Argentinian just elected a rightist president. It's a country of zero economic prudence. Argentine libertarian Milei pledges new political era after election win | Reuters
What Argentina was doing is modern day thievery. Argentina’s yuan lifeline sign of brinksmanship between China, US | Business and Economy News | Al Jazeera
(Morning Brew) INTERNATIONAL Argentina’s president-elect is thirsty for greenbacks Tomas Cuesta/Getty Images You could soon be able to hop a flight to Buenos Aires without needing to stop at a currency exchange. Argentina’s newly elected president and chainsaw enthusiast Javier Milei ran on a platform that prioritized dollarization—or switching out the local currency for the US dollar. With the election in the rearview, Milei is eager to ditch pesos and make it rain Benjamins. What does dollarization look like?
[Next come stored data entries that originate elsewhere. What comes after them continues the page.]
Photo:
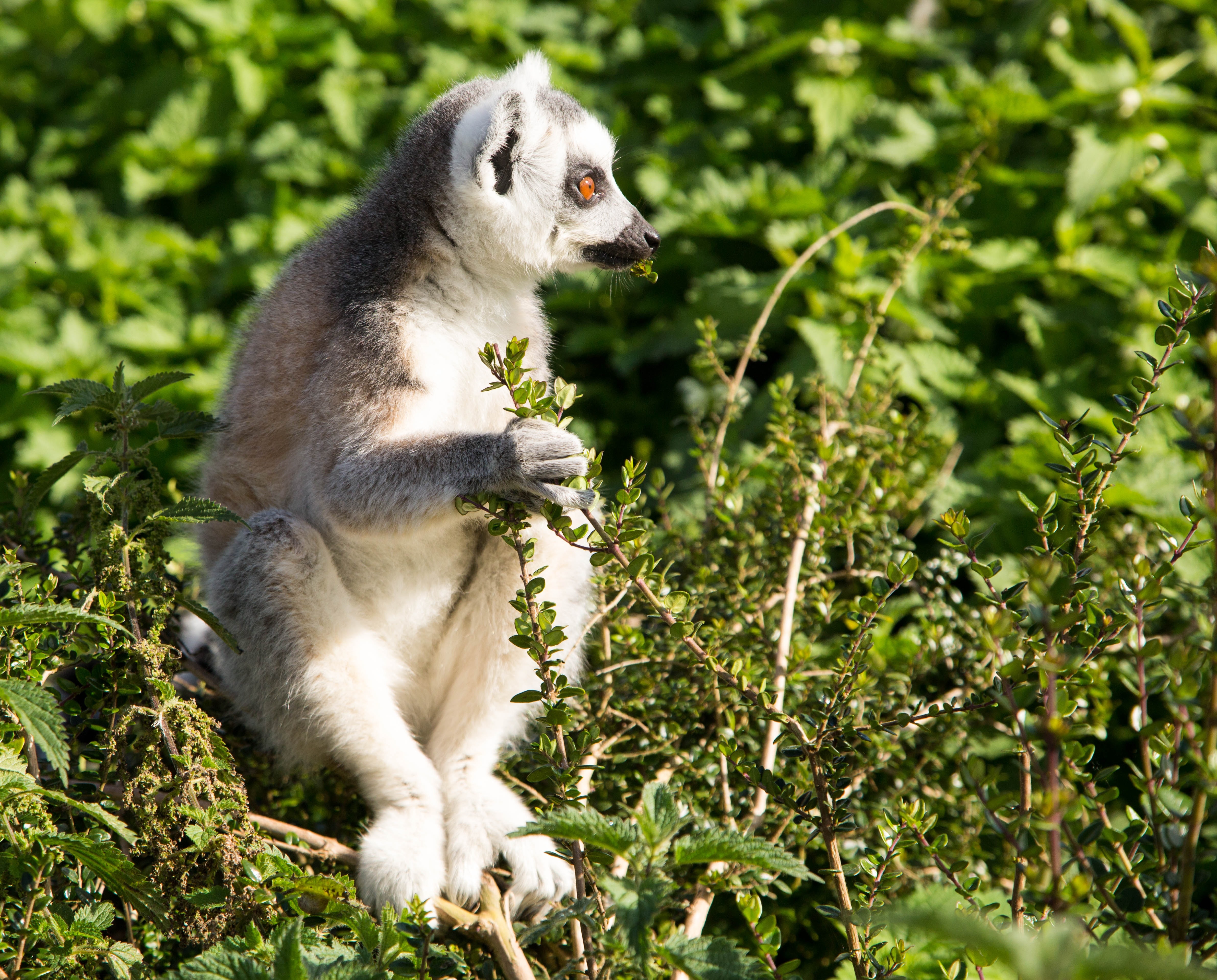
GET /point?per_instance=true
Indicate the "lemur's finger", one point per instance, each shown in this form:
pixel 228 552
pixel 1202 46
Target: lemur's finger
pixel 568 497
pixel 556 470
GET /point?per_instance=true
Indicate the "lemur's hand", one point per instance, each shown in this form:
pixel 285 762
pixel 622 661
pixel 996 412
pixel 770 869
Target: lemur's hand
pixel 538 457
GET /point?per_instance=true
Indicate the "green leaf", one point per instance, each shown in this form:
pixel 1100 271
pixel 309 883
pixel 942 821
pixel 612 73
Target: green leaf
pixel 187 425
pixel 209 618
pixel 109 864
pixel 720 844
pixel 49 478
pixel 101 816
pixel 637 905
pixel 121 956
pixel 659 817
pixel 38 710
pixel 198 511
pixel 81 394
pixel 43 614
pixel 290 960
pixel 1098 168
pixel 583 823
pixel 140 390
pixel 711 959
pixel 212 898
pixel 222 963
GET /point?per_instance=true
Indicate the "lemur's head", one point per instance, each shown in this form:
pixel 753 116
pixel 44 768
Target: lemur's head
pixel 532 176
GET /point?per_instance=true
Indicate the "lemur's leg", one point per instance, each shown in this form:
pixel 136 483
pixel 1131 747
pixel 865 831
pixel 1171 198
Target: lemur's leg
pixel 321 686
pixel 476 719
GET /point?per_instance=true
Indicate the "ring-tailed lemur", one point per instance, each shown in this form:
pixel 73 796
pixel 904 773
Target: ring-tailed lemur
pixel 373 618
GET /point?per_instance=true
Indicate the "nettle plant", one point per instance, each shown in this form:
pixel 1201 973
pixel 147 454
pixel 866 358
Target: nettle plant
pixel 895 719
pixel 802 691
pixel 96 727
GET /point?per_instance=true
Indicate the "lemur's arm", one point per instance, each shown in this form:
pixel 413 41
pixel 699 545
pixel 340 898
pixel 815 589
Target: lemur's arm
pixel 389 484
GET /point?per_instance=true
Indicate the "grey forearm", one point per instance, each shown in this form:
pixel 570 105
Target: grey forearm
pixel 386 486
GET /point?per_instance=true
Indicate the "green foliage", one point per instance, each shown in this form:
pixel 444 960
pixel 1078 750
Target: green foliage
pixel 1014 705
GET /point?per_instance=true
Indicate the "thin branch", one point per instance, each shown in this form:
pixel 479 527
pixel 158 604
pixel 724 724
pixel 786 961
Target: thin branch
pixel 770 748
pixel 737 379
pixel 319 847
pixel 931 226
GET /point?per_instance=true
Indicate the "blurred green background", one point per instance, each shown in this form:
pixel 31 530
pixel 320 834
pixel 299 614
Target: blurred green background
pixel 161 159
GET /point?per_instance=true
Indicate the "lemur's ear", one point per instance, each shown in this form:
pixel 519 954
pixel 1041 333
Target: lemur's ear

Argentina’s central bank would purchase all pesos in circulation and exchange them for dollars. In theory, this would 1) reduce the country’s historic inflation and 2) eliminate the power of the central bank and prevent it from printing more money—a main cause of Argentina’s inflation crisis. In addition to dollarizing, Milei wants to open up the country’s largely closed economy and cut spending. Could it work? Pulling off dollarization requires Argentina’s central bank to have enough dollars to buy all the pesos in circulation…and, like anyone under 30 trying to buy a house right now, experts estimate that it’s roughly $50 billion short. And that’s just the start: The country’s courts and divided congress could add additional obstacles. But…Emilio Ocampo, the economist appointed by Milei to oversee the dollarization process, is bullish. He argues that Argentinians could have over $200 billion in circulation that the central bank doesn’t include in its count of dollars. He also considers the economy “de-facto dollarized.” Zoom out: Dollarization is the economic equivalent of a Hail Mary pass. There’s no guarantee it’ll work, but with 143% inflation, Argentina has to try something. Other countries that have dollarized, like Ecuador and Panama, have seen mixed results.—CC
methheads, see this is how xi doing the business. Argentina has one ball, falkland island. china is supporting their claim. as crazy as milei sounds, he can’t bend over. https://www.reuters.com/world/argentinas-milei-thanks-chinese-president-softening-tone-2023-11-23/
Outsourcing financial system is equal to forfeiting independence. I lived in country with 100 % per month inflation. It's easily fixable - government just needs to stop printing money and inflation stops magically almost overnight
I have an agreement with my wife: She makes decisions on the little, non important things and I makes decisions on the big, important things. I worry about and make decision on how we can affect climate change, world peace and reserve currency... She worries and makes decisions on little things like where we live, what car we drive, how we spend our money, what to buy where we eat... So, I will let you guys make decision on important stuff like reserve currency and I on little thing like making money day trading.
Things that we don’t make or have, such ad rare earth, will have to make other forms of payments. The Fed would end up buying all the bonds because all the sudden no one wants it.
Most rare earth come from China and China uses the Yuan, so nothing changes. According to the IMF Data global US dollar reserves total $6.5 trillion and have risen in nominal terms over the past 12 months. The US treasury market is $33 trillion. The FOMC has ~$5 trillion in the system open market account (down from $8 trillion 2 years ago). And global reserves consist of more than just treasury securities. So yeah, maybe +100bp across the curve if every country on earth decided to completely liquidate their dollar reserves. And then no foreign country could trade with the US because the point of currency reserves is to facilitate international trade settlement. This is a whole lotta nothin'.
No, in your example, China does use Yuan domestically but international trades are settled in usd, for the most part. China banks swap it back to Yuan and keep USD treasuries and agency bonds. There was a countermeasure they floated when Trump started the trade war few years back, in which they want Walmart etc to buy goods in Yuan. Walmart and all the importers don’t have hundreds of billions liquid Yuan in their bank accounts for sure, their bankers would have to ask the Treasury to source Yuan for their clients. If this were for real, the damage is lot more than the Russian oil embargo, we will see empty shells immediately in Walmart, Target and the favriote Black Friday venues. The thing is that the Fed is not a bona fide buyer, and everyone knows that. Powell already said that the Fed is just a fiscal agent for the treasury, as selling treasury bonds is not his job. BTW, today's 2-year auction bid-to-cover ratio is 2.54 vs previus 2.64. Next fiscal year debt service will be more than the defense budget. Sunset of the Brits were very dramatic.